Through 2025, the multiple sclerosis space is expected to have approvals for 5 new medications, 4 of which can be delivered orally and are Bruton tyrosine kinase inhibitors. The outlier, ublituximab, is expected to be approved in 2022 and is the only CD-20 monoclonal antibody inhibitor currently in the pipeline.
Tharaldson said that 95% adherence is needed to maintain viral suppression of HIV, which is why the most highly used medications rely on daily intake. However, ViiV Healthcare is looking to get an updated approval for its cabotegravir/rilpivrine to be administered every 2 months instead of every 1 month, which is expected in December 2021.
Out of the 5 products awaiting approval, all are for injectable formulations, with the exception of islatravir by Merck, which is delivered orally and is expected to be approved in 2022.
Nonalcoholic steatohepatitis (NASH)
NASH is estimated to impact between 6 and 19 million Americans, according to Tharaldson, and treatment options are limited. The treatment space is expected to grow substantially in the coming years, with 13 products awaiting approval between 2023 and 2024. Eventually, the NASH therapeutic market is expected to generate $20 billion per year as the treatment space grows.
The Alzheimer disease pipeline currently has 5 drugs awaiting approval, with 3 anti-amyloid beta antibodies expected to be approved in 2022 or 2023 and 2 anti-tau antibodies expected to be approved in 2024, stated Tharaldson.
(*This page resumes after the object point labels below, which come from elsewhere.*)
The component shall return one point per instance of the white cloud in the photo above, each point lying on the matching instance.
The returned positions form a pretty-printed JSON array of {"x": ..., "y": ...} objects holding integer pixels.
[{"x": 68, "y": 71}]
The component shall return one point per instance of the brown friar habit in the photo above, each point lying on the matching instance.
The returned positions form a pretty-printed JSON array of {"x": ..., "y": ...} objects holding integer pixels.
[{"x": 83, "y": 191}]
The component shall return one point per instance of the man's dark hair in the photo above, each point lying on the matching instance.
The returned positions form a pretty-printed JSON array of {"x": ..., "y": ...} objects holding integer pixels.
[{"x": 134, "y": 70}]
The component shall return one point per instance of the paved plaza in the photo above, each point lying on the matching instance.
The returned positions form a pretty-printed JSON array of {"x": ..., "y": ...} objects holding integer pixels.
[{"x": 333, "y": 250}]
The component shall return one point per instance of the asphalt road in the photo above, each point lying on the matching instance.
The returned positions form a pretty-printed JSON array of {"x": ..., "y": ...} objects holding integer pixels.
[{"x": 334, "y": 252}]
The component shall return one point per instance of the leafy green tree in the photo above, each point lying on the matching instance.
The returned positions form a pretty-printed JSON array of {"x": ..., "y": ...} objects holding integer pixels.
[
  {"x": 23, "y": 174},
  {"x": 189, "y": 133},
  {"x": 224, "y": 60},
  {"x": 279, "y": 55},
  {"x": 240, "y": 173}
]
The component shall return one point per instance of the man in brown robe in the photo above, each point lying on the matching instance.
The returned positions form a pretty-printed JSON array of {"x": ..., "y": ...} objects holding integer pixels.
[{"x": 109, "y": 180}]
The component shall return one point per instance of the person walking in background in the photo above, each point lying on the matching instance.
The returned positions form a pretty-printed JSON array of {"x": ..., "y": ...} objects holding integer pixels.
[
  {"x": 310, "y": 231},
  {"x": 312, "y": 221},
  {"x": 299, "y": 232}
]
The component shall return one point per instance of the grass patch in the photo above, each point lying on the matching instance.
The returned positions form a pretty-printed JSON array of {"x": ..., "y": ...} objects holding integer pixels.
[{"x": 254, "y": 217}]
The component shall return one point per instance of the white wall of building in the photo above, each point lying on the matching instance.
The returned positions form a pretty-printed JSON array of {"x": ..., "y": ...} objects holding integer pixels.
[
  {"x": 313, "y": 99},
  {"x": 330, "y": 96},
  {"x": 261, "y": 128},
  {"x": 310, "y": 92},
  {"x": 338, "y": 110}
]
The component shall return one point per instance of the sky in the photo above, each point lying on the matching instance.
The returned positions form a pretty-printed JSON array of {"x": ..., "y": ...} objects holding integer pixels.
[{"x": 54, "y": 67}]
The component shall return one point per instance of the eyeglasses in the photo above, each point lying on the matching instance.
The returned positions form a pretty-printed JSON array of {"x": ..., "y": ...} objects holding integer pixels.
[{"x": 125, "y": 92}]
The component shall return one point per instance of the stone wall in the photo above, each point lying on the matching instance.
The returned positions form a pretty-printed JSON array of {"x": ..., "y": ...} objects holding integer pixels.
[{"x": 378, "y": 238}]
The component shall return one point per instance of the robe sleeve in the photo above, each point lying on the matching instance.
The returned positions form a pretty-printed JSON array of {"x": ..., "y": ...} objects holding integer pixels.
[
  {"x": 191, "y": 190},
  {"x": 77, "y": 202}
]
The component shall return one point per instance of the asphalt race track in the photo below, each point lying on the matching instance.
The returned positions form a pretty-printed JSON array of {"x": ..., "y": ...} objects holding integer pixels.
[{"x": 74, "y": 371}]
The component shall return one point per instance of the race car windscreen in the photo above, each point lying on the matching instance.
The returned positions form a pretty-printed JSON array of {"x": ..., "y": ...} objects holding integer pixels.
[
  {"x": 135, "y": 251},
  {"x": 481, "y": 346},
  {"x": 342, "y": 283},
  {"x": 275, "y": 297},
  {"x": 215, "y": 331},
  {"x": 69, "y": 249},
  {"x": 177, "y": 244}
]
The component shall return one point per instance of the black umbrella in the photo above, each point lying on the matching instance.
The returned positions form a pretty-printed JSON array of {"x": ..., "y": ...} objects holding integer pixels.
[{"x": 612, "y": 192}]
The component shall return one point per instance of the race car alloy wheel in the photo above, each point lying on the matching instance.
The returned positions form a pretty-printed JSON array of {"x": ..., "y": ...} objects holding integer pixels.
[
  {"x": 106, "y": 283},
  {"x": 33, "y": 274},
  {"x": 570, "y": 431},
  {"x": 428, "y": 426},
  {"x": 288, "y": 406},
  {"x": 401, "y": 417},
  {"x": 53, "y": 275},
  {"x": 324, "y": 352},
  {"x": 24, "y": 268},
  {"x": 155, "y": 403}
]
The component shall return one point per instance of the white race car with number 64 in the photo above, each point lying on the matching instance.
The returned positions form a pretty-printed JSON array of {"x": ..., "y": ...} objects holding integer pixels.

Alzheimer disease is estimated to affect 6.2 million Americans.
Although Aduhelm (aducanumab-avwa) was approved in June 2021, the approval has drawn a large amount of controversy as data has shown the possibility that the drug does not work as well as previously disclosed.
Tharaldson highlighted 9 drugs that are expected to receive FDA approval between 2022 and 2023, 5 of which are indicated for just hemophilia A, 2 are indicated for just hemophilia B, and 2 are indicated for hemophilia types A and B. Both of the drugs indicated for hemophilia A and B are delivered through subcutaneous injection; whereas, the others are all for intravenous infusion. Hemophilia A is the most common type of hemophilia, estimated to account for about 80% of hemophilia cases.